Statistically, many couples with troubled marriages stick together through the holiday season, only to separate in the early part of the year. University of Washington researchers reviewed divorce filing data from 2011 to 2015 and found that March is the most common month to file and December the least common month, with a steady increase beginning in January.
If you are considering divorce, explore the reasons for this trend as November and December approach.
Keeping the peace
Some couples who struggled all year may decide to split up in the summer but wait until after the holidays to avoid disrupting family traditions. This scenario is especially common for parents, who want to prevent the disruption of the new school year and the winter holidays for their children.
When a marriage is failing, the partners may believe they can right the ship by spending time together over the holidays. For example, they may imagine the relationship will improve after lighting the tree, drinking the eggnog and exchanging expensive gifts. When the magic fails to materialize, however, January brings renewed interest in divorce.

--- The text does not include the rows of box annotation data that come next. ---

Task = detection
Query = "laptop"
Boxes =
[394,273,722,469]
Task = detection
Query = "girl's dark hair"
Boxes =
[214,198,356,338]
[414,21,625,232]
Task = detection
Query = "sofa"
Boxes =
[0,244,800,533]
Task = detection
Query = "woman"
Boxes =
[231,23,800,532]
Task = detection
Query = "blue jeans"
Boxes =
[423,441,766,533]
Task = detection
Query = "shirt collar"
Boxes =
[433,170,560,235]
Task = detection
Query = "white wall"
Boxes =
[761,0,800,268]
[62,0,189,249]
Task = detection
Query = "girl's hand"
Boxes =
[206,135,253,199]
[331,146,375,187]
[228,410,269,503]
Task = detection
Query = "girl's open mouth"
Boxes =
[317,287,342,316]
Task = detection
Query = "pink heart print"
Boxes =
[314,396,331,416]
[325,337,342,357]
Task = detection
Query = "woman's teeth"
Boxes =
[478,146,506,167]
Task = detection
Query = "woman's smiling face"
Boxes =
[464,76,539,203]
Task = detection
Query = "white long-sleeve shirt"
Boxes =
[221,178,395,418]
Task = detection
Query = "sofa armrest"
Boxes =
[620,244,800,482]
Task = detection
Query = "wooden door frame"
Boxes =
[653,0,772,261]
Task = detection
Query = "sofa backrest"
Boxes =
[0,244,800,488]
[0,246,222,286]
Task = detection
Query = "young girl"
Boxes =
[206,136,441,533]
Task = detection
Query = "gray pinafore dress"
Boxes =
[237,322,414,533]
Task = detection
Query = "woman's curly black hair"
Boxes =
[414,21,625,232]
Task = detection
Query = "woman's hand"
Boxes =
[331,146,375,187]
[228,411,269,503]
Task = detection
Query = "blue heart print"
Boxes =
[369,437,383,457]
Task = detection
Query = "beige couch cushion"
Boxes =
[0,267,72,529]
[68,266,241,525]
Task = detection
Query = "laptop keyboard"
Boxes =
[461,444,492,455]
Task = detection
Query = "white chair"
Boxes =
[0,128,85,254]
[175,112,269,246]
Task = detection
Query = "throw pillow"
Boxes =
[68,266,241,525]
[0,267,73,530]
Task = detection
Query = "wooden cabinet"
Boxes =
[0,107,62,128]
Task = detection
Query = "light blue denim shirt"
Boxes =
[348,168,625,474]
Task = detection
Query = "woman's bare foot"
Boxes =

The societal and familial pressures associated with the holiday season may push couples to a breaking point. A busy holiday schedule may conflict with extended relations, and outsized expectations for family fun can exacerbate existing issues in the marriage. Stress can cause misunderstandings, anger and resentment that make it difficult for the couple to continue in the marriage.
New year, new you
If one partner has long felt dissatisfied in the marriage, he or she may resolve to make big changes in the new year. This could explain the influx of filings when January rolls around. The idea of a fresh start may bring about people choosing this major life change.
Whatever the reason you are thinking about divorce, the holidays can be difficult if your marriage is ending. Consider seeking counseling with your partner to resolve underlying issues before making a final decision.